Kim Johnston is the new director the Addison Road Early Learning Centre. She only started in the job last November, but can safely say, “It’s been really challenging times. Bushfires, floods, and now this.”
As much as these things can have an impact on the children (aged 0 to 6 years) she is responsible for at the Addison Road Early Learning Centre, Kim admits many are too young to really understand what is happening now with COVID-19. At times it’s the more subtle thing of them picking up on people’s feelings and being aware of how that might be communicated. For Kim, it’s really more a matter of managing the emotions and needs of her staff so that they can do the best work possible with, and for the children.
She explains that her staff have “vulnerabilities, like all of us, at this time. Some have elderly parents they are part-time carers for. Others are people with compromised immune systems, people who suffer from asthma, for instance, as I do. Which of course makes them very vulnerable at this time, and a little more stressed than usual.”
Thinking of her own allergies and asthma problems, Kim tells me how she started coughing on a crowded train only last week. “The way I was eye-balled down the aisles you really had to be there to see it. I actually told people, but of course it doesn’t matter what you say. No one believes you.”
With two young children of her own attending primary school and child care, Kim does not take her own role for granted – as a concerned parent, or a professional. “I’m confident we are doing everything we can right at the Early Learning Centre. But we are not miracle workers. We have fantastic hygiene practices, and a culture and staff with a very strong nurturing and caring background that goes right through their lives.”
“You have to understand, though, that we are face to face with babies every day. I rocked a baby to sleep just two hours ago. She was not at a self-soothing age to be able to do that herself. You can talk about all the social distancing you like, but what else am I supposed to do in that situation?
“The parents are not ignorant of how young their children are when they leave them with us. We have doctors, nurses and teachers dropping off their kids and apologising to us, feeling bad about it. We say to them, ‘Hey, we understand. You have an important role to play, especially now.”
“We also look after children that are from families that are quite isolated, for parents that don’t have a family close by, or even any family at all. When that is the case, we are the next option for support.”

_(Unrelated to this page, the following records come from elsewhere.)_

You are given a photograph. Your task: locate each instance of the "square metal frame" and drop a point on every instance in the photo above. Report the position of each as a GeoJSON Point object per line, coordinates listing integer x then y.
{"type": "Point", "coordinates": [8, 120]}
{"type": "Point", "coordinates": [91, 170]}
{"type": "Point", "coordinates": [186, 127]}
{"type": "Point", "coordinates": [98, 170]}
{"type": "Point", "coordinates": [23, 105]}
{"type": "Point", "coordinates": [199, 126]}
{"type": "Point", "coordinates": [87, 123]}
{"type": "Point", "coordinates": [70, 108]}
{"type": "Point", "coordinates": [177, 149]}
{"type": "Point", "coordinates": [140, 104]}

Kim says Addison Road Community Organisation’s Food Pantry has been very important to the Early Learning Centre, especially over these last few weeks during the COVID-19 crisis. Her usual supermarket delivery to the Early Childhood Centre was, she says, “deleted off the system last week. So there was this scramble to get what we needed any way we could. I found myself battling crowds at a supermarket, doing things I did not want to do in my personal life that my professional life now suddenly demanded of me.”
“Addi Road’s Food Pantry was a life saver in the circumstances. Without the Food Pantry for our pasta and other basics we’d be in real trouble.”
Kim sits out front of the Food Pantry today with her shopping bags and looks around the grounds. “We used to take the children for ‘Walks on Country’ every day, just down to the garden patch. We’d teach them a little bit of mindfulness. On the way back we’d let the children to a shop at Food Pantry, all of us together. Just to get some sourdough bread and some pieces of fruit and sit together and eat.”
“We can’t be doing it now, of course. But we always considered it part of our everyday learning. I liked seeing that when I first came here to work. The visibility of children in this Centre is quite a lovely thing. The children get to know all the communities here. And be part of them.”
“I can see how varied that can be just by looking out at the carpark and watching people gather and wait to shop at the Food Pantry. All kinds of people, many of whom can’t afford to shop anywhere else. Like the other day, all these people coming here for a bag full of peaches each. Something like that – a bag full of peaches – can make or break somebody in those circumstances. It really can.
“I think the Food Pantry has really upped the availability of good nutritious food for people in need. We know that the virus will attach itself to someone who does not have the nutrition, the right food, that helps build up immunity. And who is most likely to be missing that kind of good food in their lives? The elderly, the poor, the homeless. So I can see how those groceries and fruit and vegetables from the Food Pantry are very important.
“It’s been a real backstop for us and the children at the Addison Road Early Learning Centre. And when I come here to shop I can see what a wonderful thing it is for all these other people in our community too.”